I can’t help but feel for Noah, regardless of this situation. She’s had to grow up in her sister’s shadow, has been derided for her looks and talent for years, and probably has a ton of issues related to being a Cyrus forever second to the golden child. You hear way too often about child stars who are forced into villain roles against their siblings, pitted against one another by stage parents. That or you end up being a leech a la Jamie Lynn Spears. This drama is icky and sad, and it’s hard to imagine a decent outcome for it any time soon. It’s also a reminder that men aren’t worth it.
2. Hey Rishi Sunak, Don’t Try to Start a Culture War With the Guy Who Wrote Slave Play
For the longest time in the UK, we mostly avoided the so-called culture war nonsense that has inflamed the hard-right of American politics. We’ve suffered under 14 years of Tory rule (and five increasingly worse Prime Ministers) but the fervent racism and classism wasn’t endlessly wrapped up in faux-outrage over, like female Ghostbusters or whatever. Alas, the “anti-woke” garbage has now fully polluted this damn island, with Rishi Sunak getting his desperate flop-sweat everywhere as he tries to right a sinking ship before declaring a General Election. This has mostly taken the shape of, what else, anti-trans hatred and a lot of Islamophobia. The right-wing media has been positively giddy to push bad-faith hysteria over stuff like a Black Doctor Who, the mere existence of trans actors, and Hollywood movies where women are people. The latest target, however, is biting back hard.

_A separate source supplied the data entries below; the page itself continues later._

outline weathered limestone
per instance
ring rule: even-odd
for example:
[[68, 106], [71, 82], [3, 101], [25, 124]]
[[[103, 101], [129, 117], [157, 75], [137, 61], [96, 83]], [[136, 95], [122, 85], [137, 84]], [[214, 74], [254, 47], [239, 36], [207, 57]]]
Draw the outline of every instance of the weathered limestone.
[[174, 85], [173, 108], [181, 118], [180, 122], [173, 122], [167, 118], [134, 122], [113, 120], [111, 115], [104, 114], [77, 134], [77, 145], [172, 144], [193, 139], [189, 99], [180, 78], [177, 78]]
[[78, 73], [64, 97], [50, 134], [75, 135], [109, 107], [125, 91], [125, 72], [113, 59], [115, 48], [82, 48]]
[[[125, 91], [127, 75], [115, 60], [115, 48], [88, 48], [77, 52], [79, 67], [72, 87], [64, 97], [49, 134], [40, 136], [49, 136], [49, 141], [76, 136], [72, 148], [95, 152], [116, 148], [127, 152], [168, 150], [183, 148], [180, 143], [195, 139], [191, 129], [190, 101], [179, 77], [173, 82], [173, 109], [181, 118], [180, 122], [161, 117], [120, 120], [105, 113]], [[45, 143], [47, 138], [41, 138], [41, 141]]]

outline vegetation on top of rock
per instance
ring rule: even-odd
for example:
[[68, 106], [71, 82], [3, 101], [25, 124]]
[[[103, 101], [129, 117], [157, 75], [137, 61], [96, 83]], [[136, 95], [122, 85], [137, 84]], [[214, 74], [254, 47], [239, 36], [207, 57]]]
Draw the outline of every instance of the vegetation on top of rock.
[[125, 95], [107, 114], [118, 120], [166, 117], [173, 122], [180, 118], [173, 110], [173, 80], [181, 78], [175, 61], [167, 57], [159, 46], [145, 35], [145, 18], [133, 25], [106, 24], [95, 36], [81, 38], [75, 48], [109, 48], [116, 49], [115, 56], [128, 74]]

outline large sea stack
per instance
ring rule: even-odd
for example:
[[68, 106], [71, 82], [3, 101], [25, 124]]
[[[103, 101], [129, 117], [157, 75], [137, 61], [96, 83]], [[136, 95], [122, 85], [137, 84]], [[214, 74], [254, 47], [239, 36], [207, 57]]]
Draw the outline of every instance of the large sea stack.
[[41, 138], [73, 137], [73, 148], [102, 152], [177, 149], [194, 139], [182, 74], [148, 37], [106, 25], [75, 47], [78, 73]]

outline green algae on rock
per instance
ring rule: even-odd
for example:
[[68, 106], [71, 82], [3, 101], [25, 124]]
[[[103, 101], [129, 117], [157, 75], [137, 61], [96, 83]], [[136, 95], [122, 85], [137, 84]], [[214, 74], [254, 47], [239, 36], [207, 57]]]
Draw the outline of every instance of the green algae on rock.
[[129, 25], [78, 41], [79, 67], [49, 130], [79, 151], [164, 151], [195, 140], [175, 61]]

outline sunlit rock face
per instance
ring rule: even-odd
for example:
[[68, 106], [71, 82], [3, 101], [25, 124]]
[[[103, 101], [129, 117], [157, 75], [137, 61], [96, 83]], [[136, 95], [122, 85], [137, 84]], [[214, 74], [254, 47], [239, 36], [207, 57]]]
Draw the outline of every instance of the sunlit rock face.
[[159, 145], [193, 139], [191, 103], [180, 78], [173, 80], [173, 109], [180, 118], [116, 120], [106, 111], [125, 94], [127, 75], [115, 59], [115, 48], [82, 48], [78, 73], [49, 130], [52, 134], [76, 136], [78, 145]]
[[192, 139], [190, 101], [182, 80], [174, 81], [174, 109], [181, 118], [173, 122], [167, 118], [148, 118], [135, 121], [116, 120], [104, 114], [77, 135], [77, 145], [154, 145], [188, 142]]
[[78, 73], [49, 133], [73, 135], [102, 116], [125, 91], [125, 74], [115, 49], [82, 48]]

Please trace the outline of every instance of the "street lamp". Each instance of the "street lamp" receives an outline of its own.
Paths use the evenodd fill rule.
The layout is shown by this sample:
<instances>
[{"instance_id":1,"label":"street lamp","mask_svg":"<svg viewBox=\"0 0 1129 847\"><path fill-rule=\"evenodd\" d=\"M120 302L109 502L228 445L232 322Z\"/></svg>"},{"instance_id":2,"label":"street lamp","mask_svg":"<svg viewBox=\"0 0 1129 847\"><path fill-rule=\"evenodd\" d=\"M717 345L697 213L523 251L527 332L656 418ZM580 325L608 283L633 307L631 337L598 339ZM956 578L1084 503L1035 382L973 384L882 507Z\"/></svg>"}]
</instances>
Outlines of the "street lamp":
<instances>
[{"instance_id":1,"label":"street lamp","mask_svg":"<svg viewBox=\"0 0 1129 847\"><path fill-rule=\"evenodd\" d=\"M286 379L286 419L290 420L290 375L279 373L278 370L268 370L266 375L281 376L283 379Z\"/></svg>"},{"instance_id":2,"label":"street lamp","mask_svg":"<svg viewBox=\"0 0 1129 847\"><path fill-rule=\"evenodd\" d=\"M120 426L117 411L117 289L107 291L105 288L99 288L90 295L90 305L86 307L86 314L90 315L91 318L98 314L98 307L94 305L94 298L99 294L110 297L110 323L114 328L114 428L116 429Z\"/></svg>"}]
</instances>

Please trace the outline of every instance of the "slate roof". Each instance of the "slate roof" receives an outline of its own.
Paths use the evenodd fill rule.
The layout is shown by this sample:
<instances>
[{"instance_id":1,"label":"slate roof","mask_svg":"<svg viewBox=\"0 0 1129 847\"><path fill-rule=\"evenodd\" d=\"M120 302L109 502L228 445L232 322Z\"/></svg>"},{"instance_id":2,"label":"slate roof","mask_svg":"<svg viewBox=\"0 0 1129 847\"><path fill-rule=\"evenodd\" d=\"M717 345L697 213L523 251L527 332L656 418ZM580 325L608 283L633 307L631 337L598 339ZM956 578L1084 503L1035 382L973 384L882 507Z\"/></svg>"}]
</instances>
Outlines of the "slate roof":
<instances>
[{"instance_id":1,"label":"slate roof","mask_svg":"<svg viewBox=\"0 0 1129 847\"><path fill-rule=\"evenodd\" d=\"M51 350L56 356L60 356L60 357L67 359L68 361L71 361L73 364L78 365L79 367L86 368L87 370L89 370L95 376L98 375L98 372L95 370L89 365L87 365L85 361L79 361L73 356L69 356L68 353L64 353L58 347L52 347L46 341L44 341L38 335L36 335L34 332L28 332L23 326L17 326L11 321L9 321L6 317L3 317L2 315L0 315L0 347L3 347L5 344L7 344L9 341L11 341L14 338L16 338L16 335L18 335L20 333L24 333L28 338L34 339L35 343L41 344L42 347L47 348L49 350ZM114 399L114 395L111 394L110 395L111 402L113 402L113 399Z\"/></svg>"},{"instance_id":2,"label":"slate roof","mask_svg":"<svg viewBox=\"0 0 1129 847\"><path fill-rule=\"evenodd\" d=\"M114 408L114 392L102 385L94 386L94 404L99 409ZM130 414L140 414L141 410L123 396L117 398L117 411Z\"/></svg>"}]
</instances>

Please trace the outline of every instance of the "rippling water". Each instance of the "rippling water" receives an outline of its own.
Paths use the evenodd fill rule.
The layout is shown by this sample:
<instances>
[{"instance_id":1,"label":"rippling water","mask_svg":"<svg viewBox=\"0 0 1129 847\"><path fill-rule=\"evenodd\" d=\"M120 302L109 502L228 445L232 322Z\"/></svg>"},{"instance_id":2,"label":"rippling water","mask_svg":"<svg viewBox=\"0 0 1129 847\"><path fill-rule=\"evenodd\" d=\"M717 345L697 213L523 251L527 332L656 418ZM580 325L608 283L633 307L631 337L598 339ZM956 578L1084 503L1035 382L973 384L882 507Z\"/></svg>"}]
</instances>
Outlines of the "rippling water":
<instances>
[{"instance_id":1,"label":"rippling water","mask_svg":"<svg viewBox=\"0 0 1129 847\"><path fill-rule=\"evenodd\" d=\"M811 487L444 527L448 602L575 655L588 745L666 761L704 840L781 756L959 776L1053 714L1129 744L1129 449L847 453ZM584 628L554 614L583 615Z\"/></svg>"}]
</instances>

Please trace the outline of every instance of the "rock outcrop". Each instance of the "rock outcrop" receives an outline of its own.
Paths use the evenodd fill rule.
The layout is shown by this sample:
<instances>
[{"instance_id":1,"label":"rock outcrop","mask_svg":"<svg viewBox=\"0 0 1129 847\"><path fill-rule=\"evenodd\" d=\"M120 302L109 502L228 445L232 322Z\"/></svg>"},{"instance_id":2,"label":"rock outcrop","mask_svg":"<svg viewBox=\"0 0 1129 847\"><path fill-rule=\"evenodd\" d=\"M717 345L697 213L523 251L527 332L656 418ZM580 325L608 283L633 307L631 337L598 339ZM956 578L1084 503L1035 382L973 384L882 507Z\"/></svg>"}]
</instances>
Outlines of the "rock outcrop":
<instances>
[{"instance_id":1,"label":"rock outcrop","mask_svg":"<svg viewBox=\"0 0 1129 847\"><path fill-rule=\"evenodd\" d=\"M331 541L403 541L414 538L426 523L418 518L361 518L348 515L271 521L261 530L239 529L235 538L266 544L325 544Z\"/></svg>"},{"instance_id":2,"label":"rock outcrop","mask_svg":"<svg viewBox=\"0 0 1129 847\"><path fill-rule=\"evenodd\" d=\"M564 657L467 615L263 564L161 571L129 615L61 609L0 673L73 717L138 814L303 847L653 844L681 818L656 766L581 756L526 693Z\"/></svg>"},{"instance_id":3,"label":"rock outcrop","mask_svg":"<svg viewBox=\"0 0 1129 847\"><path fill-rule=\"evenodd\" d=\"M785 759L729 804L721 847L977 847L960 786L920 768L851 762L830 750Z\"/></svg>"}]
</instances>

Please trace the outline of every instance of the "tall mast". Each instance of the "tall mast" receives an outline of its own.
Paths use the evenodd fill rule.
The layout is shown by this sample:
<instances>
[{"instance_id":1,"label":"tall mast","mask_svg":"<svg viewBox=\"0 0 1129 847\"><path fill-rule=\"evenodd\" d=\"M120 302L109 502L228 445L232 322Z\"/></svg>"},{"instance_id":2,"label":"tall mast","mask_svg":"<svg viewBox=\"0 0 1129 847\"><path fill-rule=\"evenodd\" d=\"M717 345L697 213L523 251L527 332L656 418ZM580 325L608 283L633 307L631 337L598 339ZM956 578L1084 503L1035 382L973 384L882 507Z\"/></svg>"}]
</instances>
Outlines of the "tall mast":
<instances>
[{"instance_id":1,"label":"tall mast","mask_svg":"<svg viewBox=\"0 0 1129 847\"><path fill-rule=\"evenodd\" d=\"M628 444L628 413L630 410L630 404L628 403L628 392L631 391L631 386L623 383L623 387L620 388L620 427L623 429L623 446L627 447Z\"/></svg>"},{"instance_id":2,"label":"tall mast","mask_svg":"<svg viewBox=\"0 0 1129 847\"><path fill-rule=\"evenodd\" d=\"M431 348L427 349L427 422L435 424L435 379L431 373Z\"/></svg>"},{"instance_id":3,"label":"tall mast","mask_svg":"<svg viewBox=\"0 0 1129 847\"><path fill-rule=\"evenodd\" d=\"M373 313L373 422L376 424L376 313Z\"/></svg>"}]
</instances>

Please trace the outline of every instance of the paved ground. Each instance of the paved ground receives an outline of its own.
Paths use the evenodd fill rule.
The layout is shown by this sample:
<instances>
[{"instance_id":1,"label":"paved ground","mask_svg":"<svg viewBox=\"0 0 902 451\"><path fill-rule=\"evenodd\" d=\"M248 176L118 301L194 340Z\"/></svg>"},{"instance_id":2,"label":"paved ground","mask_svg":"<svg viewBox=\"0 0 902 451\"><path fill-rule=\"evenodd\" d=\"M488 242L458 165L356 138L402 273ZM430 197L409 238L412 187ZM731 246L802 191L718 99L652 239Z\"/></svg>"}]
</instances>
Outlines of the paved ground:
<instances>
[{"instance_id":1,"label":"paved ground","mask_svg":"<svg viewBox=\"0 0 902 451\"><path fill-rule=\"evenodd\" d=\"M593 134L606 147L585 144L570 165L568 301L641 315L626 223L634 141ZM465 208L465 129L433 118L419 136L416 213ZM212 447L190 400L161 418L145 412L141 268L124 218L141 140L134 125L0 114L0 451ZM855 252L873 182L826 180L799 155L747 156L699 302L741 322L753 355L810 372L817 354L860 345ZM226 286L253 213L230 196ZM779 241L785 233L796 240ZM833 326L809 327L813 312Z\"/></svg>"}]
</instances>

Jeremy O. Harris’s Slave Play is about to be transferred to the West End. The highly controversial play, which was nominated for a slew of Tony Awards, is about a therapy class where interracial couples reenact master-slave dynamics. Some critics thought it was a brilliant provocation on issues of race and relationships. Others saw it as wannabe edginess without a point. I haven’t seen or read it so can’t say anything on that front, although I have loved some of Harris’ other work, like the film Zola and the play Daddy. As part of its London run, Harris has planned what he calls Blackout nights, wherein the audience for certain performances was exclusively for Black-identified people. The purpose was to purposefully invite a demographic that theatre doesn't typically celebrate or advertise to, and to make them feel welcome to watch a challenging piece of work without having to worry about white people nonsense.